Oct. 21st, 2005

piranha: red origami crane (Default)
if you have some time to kill or at least seriously maim:

how to turn your child into a creepy doll

scrolling down and clicking on "more samples" on each page comes up with more chuckys.

via [livejournal.com profile] eub.
piranha: red origami crane (Default)
1. One of the first things I learned when I met you was your desire to live on a boat. Now that you have a boat, has the dream altered and if so, how?

it has altered a lot from my original idea of sailing around the world and exploring, but i don't remember whether we met during that time, or later. it hasn't changed yet from the incarnation of meandering around the georgia strait whenever we feel like it, and being tied up in a marina (with highspeed internet access) the rest of the time, so we can continue to make a living. the boat isn't in the water yet; once that happens a lot of things might change.

2. Language differs in more than just word-to-word translations. I often find the British/Canadian phrasing to sting some undefined nerve in myself. With your experience of many cultures, has there been anywhere that you experienced emotion translation difficulties? If so, did you overcome it?

yes, all the time. i hate not knowing a language fluently because i know that i'll miss a lot of the fine nuances one can't pick up from dictionaries and textbooks. this keeps me from speaking a language out loud for quite a while, which is counter-productive. i overcome it by exposing myself as soon as possible to the language as spoken by natives, via television and non-art films to start with -- for american english i watched soaps, for example -- once i was quite the expert on all my children and general hospital, if you can imagine that.

i don't really experience a sting though, that would imply that i think something is wrong with the new language, and i don't feel that way, probably because i've been exposed to so many variants. i do have aesthetic prejudices sometimes, and assign slightly different meanings -- grey and gray are not the same colours, for example, *heh*. and i get really annoyed at written-as-spoken dialect in books; my pattern recognition algorithm can't read it.

is that what you meant? i wasn't entirely sure.

3. The Pacific Northwest is one of the places I hope to explore one day. If I were visiting where you live what would be the first thing you would suggest I explore? Why?

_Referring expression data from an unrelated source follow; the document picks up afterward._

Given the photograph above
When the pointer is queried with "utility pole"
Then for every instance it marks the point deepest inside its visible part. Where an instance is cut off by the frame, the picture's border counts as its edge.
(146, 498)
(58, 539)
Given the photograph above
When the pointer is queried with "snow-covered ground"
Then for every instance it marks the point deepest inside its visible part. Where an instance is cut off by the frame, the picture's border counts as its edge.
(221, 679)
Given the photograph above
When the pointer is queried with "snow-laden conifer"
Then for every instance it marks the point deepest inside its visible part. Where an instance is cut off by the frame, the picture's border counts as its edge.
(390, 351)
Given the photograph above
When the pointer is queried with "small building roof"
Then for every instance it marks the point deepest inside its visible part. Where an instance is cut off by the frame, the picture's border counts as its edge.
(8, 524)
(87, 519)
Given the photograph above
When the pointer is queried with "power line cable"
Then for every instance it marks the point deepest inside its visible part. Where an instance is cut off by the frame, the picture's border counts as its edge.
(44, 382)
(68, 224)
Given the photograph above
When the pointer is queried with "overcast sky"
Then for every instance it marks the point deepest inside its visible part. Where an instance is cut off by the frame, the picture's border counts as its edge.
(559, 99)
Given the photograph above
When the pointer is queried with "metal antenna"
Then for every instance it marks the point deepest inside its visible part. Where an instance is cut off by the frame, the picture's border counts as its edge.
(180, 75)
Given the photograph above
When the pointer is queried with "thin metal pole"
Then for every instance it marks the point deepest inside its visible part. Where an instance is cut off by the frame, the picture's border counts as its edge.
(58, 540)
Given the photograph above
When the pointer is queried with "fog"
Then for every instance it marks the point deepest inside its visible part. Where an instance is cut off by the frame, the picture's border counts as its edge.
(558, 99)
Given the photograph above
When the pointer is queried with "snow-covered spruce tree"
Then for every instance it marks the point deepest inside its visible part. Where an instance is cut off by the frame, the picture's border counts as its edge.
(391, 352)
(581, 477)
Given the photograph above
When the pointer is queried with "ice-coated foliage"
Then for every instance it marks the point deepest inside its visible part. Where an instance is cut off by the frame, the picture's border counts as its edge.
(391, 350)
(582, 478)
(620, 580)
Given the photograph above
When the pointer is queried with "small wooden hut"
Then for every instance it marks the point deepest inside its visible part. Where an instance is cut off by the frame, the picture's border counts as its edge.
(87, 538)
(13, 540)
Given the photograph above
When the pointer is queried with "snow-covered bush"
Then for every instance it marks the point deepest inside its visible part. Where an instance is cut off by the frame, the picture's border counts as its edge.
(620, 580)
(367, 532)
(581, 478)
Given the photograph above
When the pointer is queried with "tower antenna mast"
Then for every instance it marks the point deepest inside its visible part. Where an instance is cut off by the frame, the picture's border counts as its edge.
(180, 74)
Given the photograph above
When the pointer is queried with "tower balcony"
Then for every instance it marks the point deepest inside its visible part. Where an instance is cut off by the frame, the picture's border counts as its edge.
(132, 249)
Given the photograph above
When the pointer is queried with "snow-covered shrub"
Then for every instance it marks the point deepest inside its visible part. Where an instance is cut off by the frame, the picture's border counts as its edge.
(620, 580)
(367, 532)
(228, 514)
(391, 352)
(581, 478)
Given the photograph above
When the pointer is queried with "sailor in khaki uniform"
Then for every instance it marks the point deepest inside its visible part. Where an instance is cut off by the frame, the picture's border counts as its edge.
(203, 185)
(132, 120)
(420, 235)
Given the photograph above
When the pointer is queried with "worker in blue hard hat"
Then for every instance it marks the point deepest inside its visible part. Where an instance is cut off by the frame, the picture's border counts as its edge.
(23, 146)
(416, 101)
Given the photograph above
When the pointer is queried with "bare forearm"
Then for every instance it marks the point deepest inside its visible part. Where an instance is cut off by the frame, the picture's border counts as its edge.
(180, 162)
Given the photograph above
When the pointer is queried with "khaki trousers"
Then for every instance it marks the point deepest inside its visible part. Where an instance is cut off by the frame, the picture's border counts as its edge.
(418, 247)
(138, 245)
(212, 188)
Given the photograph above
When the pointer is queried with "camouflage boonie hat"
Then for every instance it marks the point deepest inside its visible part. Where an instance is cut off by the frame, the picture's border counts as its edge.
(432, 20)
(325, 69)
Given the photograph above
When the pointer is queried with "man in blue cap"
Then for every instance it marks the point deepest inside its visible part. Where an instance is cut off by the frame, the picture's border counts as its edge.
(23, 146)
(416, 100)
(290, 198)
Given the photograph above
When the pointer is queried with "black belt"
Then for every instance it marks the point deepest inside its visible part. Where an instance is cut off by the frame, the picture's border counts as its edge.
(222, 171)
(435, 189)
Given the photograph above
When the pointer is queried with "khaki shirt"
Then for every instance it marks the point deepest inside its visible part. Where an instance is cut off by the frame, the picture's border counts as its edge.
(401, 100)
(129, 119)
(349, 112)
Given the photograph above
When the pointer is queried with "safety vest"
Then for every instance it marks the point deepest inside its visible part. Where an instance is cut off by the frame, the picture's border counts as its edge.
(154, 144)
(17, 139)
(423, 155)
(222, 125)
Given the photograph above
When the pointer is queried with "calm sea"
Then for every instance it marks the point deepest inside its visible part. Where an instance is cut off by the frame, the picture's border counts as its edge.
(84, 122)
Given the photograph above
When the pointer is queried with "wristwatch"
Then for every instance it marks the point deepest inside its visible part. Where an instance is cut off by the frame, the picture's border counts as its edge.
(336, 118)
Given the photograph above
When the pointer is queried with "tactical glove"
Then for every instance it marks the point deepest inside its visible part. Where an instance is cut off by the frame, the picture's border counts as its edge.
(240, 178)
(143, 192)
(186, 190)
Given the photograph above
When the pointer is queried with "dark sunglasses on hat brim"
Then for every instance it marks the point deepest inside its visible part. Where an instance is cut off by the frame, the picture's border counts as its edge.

my refrigerator, since undoubtedly you'd be hungry from the long travel. :) i have no idea, this would be extremely dependent on what sorts of things you'd be interested in. if you love nature and small detail i'd take you to a beach at low tide to marvel at the life in the tide pools. but we could also drive along the coast highway and enjoy the views -- around every corner there's another amazing sight. or we could explore the different ecosystems; it's never very far to yet another microclimate. or, depending on the time of year, watch a salmon run which also includes seeing lots of bald eagles. i hear the local museum is good; i haven't been yet, *heh*, but it undoubtedly has lots of historical information about the area. i could show you the coal seams and the old colliery just down the road.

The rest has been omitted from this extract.